GCCA South African Cold Chain Conference

WMS for automated facilities

Shermandra Singh, Commercial Director of Dovetail gave a brief overview of the deep-frozen goods market that is growing, product variances are increasing and ordered and delivered in smaller numbers with the added importance of traceability from ‘farm to fork’.

WMS automation options included voice picking, AMRs mobile racking & conveyers. Automation reduces labour expenses and limits staff exposure to harsh working environments, increases throughput and productivity and manage complexity with the warehouse.

Most impressive were the two examples of integrated logistics software with automation. Your WMS should create real time visibility with the capability to consolidate accurate data from various sources.

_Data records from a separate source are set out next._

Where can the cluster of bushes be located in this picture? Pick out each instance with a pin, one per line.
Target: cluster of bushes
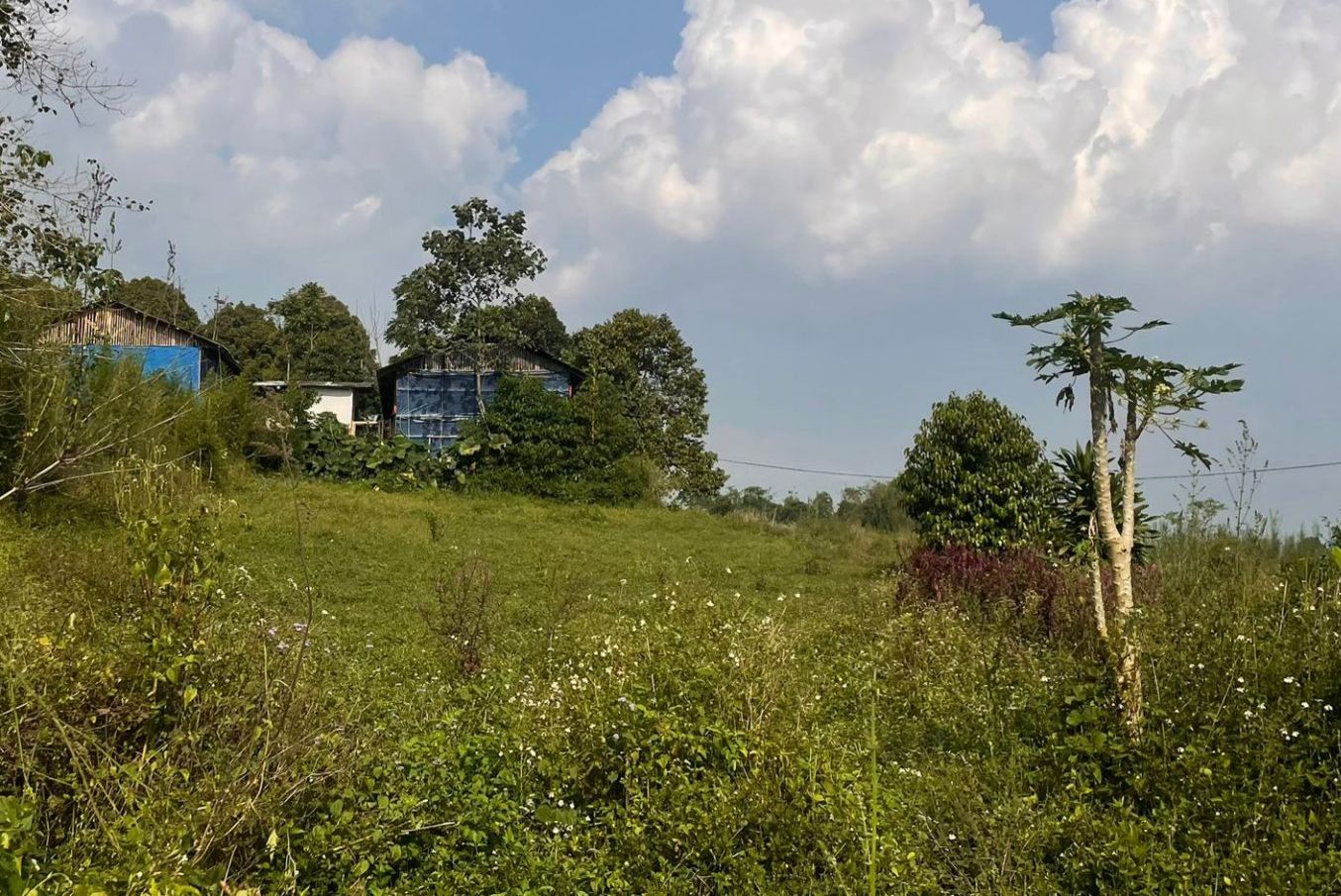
(152, 719)
(877, 506)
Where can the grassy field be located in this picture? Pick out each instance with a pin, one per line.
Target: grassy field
(338, 690)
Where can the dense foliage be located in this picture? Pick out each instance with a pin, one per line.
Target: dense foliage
(321, 339)
(579, 449)
(251, 335)
(664, 390)
(976, 476)
(463, 297)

GCCA 2022 Africa Future Leader Award finals

The Global Cold Chain Alliance (GCCA) announced, Larna Jodamus, compliance manager of CCS Logistics as the 2022 Africa Future Leader Award recipient during the conference.

The panel of industry leaders that judged 2022 Africa Future Leader Award were Ashleigh Jacobs, supply chain intelligence executive of Vector Logistics, Ivan Sutic, financial director of Chilleweni Cold Storage Solutions and Steve Oosthuizen, managing director of Cape Fruit Coolers.

Finalists were judged and evaluated on their knowledge level of the industry, track record of excellence, communication skills, and leadership skills. In addition, each candidate delivered a short presentation during the conference. “A passionate and influential young woman! Larna demonstrated her technical and leadership capabilities. She is a great Africa future leader candidate,” said Ashleigh Jacobs. Larna competed for the award in the finals with Daryl Ellappen, group logistics manager of Etlin International.

GCCA Cold Chain Cup

The GCCA Cold Chain Cup took place on 5 August 2022 at the Milnerton Golf Club. Some played well, others just had fun. GCCA announced, Belinda Viljoen representing Concord Cranes as the GCCA Cold Chain Cup winner. Congratulations to Belinda and Concord Cranes for taking the Cold Chain Cup.

Thank you to everyone that attended, participated, and supported the GCCA South African Cold Chain Conference!